According to the Australian Digital Health Agency (ADHA), the controversial My Health Record system now holds 31 million clinical documents and in excess of 1.3 billion Medicare documents.
When the system was launched, there were concerns about the security of the data, but many who chose to participate in My Health Record may not have been aware of the information that is being targeted by hackers.
According to data from the Office of the Australian Information Commissioner, private health providers have been consistently at the top of the Notifiable Data breaches quarterly reports, meaning hackers are very interested in accessing health records.
Also some Victorian hospitals went into lockdown and surgeries were cancelled after a cyber attack earlier this week.
Now new research has uncovered the specific data that can be leaked through health record breaches and what can be done with it.
Michigan State University and Johns Hopkins University are the first to uncover the specific data leaked through hospital breaches.
“The major story we heard from victims was how compromised, sensitive information caused financial or reputation loss,” said John Jiang, the lead author of the study.
According to the research, a criminal might be able to apply for a credit card using the information obtained through a breach of health records.
Until now, researchers have not been able to classify the kind or amount of public health information leaked through breaches, thereby never getting an accurate picture of breadth or consequences.
To uncover what specific information was exposed, the researchers classified data into three categories:
- demographic, such as names, email addresses and other personal identifiers;
- service or financial information, which included service date, billing amount, payment information;
- medical information, such as diagnoses or treatment.

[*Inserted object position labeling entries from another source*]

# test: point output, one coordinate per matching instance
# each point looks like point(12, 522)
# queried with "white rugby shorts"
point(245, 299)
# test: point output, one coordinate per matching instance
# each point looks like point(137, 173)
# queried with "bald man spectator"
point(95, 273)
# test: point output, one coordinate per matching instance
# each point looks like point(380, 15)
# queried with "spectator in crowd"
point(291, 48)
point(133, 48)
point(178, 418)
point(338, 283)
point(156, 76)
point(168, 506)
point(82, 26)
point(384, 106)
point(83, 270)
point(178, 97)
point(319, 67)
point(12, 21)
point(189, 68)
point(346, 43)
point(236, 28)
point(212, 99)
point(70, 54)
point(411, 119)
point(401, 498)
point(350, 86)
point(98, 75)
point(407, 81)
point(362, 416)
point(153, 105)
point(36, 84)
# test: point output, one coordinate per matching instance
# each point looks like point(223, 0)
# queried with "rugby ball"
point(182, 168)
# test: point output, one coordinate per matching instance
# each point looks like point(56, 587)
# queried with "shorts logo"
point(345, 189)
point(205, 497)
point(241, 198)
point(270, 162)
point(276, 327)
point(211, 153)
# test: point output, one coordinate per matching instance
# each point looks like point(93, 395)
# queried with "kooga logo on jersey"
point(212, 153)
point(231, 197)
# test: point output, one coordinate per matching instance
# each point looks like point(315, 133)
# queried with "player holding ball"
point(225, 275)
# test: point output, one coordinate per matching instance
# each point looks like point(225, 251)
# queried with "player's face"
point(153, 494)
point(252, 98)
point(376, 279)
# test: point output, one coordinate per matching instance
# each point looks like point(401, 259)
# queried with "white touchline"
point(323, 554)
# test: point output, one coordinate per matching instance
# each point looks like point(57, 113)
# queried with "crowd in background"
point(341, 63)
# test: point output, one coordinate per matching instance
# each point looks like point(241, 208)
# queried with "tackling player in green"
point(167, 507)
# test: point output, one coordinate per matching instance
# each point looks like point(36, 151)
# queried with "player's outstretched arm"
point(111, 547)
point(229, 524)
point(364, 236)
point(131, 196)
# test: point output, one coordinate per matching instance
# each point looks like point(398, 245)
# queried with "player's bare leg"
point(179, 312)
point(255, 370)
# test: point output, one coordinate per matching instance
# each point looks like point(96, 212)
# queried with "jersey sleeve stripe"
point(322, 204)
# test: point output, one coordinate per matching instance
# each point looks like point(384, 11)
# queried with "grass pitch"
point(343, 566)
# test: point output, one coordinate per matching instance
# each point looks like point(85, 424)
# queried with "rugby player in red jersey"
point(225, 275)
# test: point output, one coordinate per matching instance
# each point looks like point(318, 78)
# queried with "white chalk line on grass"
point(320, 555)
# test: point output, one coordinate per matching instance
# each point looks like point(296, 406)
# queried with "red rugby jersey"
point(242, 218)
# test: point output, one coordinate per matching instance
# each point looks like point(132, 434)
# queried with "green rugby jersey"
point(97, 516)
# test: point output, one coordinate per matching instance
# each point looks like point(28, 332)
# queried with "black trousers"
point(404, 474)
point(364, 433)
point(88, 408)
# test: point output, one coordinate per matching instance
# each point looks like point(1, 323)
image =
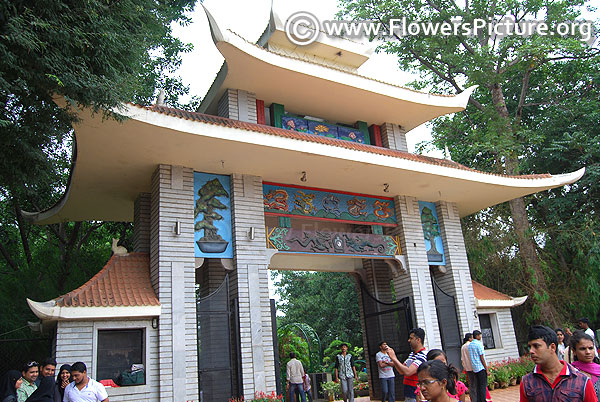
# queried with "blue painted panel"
point(351, 134)
point(432, 233)
point(215, 211)
point(324, 129)
point(298, 201)
point(294, 123)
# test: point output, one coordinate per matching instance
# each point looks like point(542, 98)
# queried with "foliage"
point(261, 397)
point(307, 297)
point(334, 349)
point(536, 110)
point(332, 388)
point(361, 385)
point(206, 204)
point(55, 56)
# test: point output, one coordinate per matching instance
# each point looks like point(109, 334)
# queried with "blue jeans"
point(388, 389)
point(300, 388)
point(347, 389)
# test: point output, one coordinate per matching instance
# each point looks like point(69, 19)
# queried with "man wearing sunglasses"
point(30, 373)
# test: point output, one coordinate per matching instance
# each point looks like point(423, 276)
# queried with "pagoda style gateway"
point(293, 161)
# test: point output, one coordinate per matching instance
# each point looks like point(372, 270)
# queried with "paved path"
point(510, 394)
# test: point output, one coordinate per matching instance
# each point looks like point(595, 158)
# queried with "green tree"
point(56, 56)
point(494, 133)
point(327, 301)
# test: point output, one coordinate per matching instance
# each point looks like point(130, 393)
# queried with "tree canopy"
point(327, 301)
point(56, 56)
point(531, 113)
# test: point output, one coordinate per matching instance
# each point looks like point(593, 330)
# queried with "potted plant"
point(503, 376)
point(207, 204)
point(361, 388)
point(331, 388)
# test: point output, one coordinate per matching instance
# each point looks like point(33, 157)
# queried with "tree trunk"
point(538, 287)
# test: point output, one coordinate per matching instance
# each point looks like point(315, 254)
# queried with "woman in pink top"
point(460, 388)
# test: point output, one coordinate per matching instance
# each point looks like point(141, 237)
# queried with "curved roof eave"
point(318, 90)
point(105, 184)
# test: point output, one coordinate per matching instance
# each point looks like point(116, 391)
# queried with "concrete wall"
point(238, 104)
point(393, 137)
point(416, 281)
point(457, 279)
point(173, 277)
point(251, 285)
point(504, 335)
point(77, 341)
point(141, 223)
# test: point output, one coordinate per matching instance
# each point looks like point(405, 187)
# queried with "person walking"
point(29, 373)
point(44, 392)
point(385, 367)
point(9, 384)
point(584, 324)
point(465, 359)
point(436, 381)
point(417, 356)
point(584, 359)
point(479, 365)
point(551, 378)
point(295, 374)
point(63, 379)
point(84, 388)
point(345, 373)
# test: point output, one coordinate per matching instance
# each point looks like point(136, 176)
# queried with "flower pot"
point(212, 246)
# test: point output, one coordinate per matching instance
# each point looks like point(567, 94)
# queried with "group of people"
point(567, 369)
point(39, 383)
point(423, 370)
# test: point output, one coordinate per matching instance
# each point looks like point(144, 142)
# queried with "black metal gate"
point(215, 364)
point(448, 323)
point(389, 322)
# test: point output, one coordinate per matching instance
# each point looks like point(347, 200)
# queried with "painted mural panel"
point(432, 233)
point(306, 202)
point(324, 129)
point(212, 216)
point(338, 243)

“Within medical information, we classified information related to substance abuse, HIV, sexually transmitted diseases, mental health and cancer as sensitive medical information because of their substantial implications for privacy,” Dr Jiang said.
Over 70 per cent of the breaches compromised sensitive demographic or financial data that could lead to identity theft or financial fraud.
“Without understanding what the enemy wants, we cannot win the battle,” said report co-author Ge Bai said.
“By knowing the specific information hackers are after, we can ramp up efforts to protect patient information.”
Dr Jiang said hospitals and other healthcare providers could effectively reduce data breach risks by focusing on securing information if they have limited resources. For example, implementing separate systems to store and communicate sensitive demographic and financial information.
Are you a part of the My Health Record system? Are you worried that your personal health information could be stolen or hacked?